Wirkowski, with a receiving corps that included Royal Copeland, Bill Bass, Rod Smylie and Zeke O'Connor, led the Argos past Hamilton, Sarnia and finally Edmonton to win their 10th Grey Cup championship.
He ran for a touchdown and threw for another in a 21-11 win over the Eskimos before 27,391 at Toronto's Varsity Stadium. The Argonauts did not win another Grey Cup until 1983.
Toronto's lack of success in the two seasons after its Grey Cup win led to a fan backlash with Wirkowski bearing the brunt. Viewed as a poor runner, he fared badly at times behind a weak offensive line.

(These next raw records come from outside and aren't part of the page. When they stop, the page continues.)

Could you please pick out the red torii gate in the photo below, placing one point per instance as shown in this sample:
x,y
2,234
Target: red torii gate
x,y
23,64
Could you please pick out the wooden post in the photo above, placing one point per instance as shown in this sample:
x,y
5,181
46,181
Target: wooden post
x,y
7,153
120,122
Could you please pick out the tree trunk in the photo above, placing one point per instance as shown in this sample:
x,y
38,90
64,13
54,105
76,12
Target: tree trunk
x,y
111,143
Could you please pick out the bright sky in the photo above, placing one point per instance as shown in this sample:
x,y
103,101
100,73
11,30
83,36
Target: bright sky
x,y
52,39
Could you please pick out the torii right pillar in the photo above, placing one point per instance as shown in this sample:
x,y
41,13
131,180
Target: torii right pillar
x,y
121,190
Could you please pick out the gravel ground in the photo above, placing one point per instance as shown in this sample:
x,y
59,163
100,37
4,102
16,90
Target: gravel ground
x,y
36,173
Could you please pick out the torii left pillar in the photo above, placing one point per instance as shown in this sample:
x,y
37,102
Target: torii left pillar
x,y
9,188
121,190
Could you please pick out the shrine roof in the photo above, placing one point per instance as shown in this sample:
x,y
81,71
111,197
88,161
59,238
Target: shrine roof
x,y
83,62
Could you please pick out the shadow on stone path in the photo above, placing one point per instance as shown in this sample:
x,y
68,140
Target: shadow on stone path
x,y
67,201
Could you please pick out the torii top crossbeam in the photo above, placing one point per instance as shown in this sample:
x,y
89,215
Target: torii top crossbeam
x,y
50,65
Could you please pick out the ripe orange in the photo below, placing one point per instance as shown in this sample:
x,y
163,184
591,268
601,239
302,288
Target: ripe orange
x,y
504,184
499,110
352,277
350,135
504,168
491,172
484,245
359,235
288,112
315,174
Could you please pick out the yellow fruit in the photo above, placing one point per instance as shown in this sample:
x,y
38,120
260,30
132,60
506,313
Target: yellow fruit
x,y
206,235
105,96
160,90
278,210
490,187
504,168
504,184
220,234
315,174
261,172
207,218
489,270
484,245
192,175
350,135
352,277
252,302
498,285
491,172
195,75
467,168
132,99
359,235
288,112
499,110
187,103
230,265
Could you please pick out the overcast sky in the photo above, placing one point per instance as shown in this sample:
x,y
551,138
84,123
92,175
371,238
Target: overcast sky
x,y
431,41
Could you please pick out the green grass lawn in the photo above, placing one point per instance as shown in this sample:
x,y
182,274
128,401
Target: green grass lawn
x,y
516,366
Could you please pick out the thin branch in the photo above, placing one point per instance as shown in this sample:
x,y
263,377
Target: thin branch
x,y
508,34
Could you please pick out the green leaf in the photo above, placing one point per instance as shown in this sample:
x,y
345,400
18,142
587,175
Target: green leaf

In 1953, the Double Blue finished last in the East and scored only 172 points all season, their lowest output since 1948. In '54, the team was out of the playoffs again in third place although Wirkowski set a career passing mark with 62 TD passes.
Toronto manager Harry Sonshine said Wirkowski would not quarterback his team again and recruited Tom Dublinski from the Detroit Lions for a reported two year no-cut contract worth $17,000 annually. The Lions later sued Toronto for enticing away three of their players.
Coach Frank Clair had not wanted to part with Wirkowski and left to coach the University of Cincinnati.
Wirkowski was dealt to Hamilton with two other players for defensive halfback Dick Brown in a blockbuster trade in June 1955.
A Canadian Press story at the time referred to Wirkowski as "more often a bum than a hero to Toronto fans although one of the best passers in Canadian football."
He also played for Calgary before returning to Toronto in 1959 when he suffered a career-ending knee injury during an exhibition game.
He became an assistant coach that year and was elevated to head coach when Lou Agase was fired after an 0-3 start to the 1962 season. He held the position until 1964.
A letterman in football, basketball and baseball during his high school days, Wirkowski went on to star at the University of Miami (Ohio) under legendary coach Woody Hayes, who became an icon at Ohio State.
Wirkowski led the RedHawks over Texas Tech in the 1948 Sun Bowl, and then defeated Arizona State in the 1951 Salad Bowl, later known as the Fiesta Bowl.
In a 2007 interview with the Mississauga News, Wirkowski recalled that some of his college teammates back in 1948 wondered if he could throw the ball 70 yards.
"I told them 'Sure,"' Wirkowski said. "They bet me a milkshake I couldn't. Now I wasn't allowed to throw the ball on the run or anything like that. I had to have my feet planted. I threw the ball 84 yards."
He coached at Toronto's De La Salle High School from 1952 to 1957.
Wirkowski had strong ties to York University. He helped found the York football team, served as its first head coach and was also the school's athletic director while serving as a professor in the faculty of physical education.
He was York's head coach from 1968 to 1975 and 1988 to 1989, returning briefly as an associate coach in 1984 and 1987. Wirkowski retired from York in 1992.
He is a member of the Miami University Athletics Hall of Fame, York University Sports Hall of Fame and Mississauga Hall of Fame.
Drafted by the Chicago Cubs as a youth, he served overseas as an engineer with the U.S. Army during the Second World War.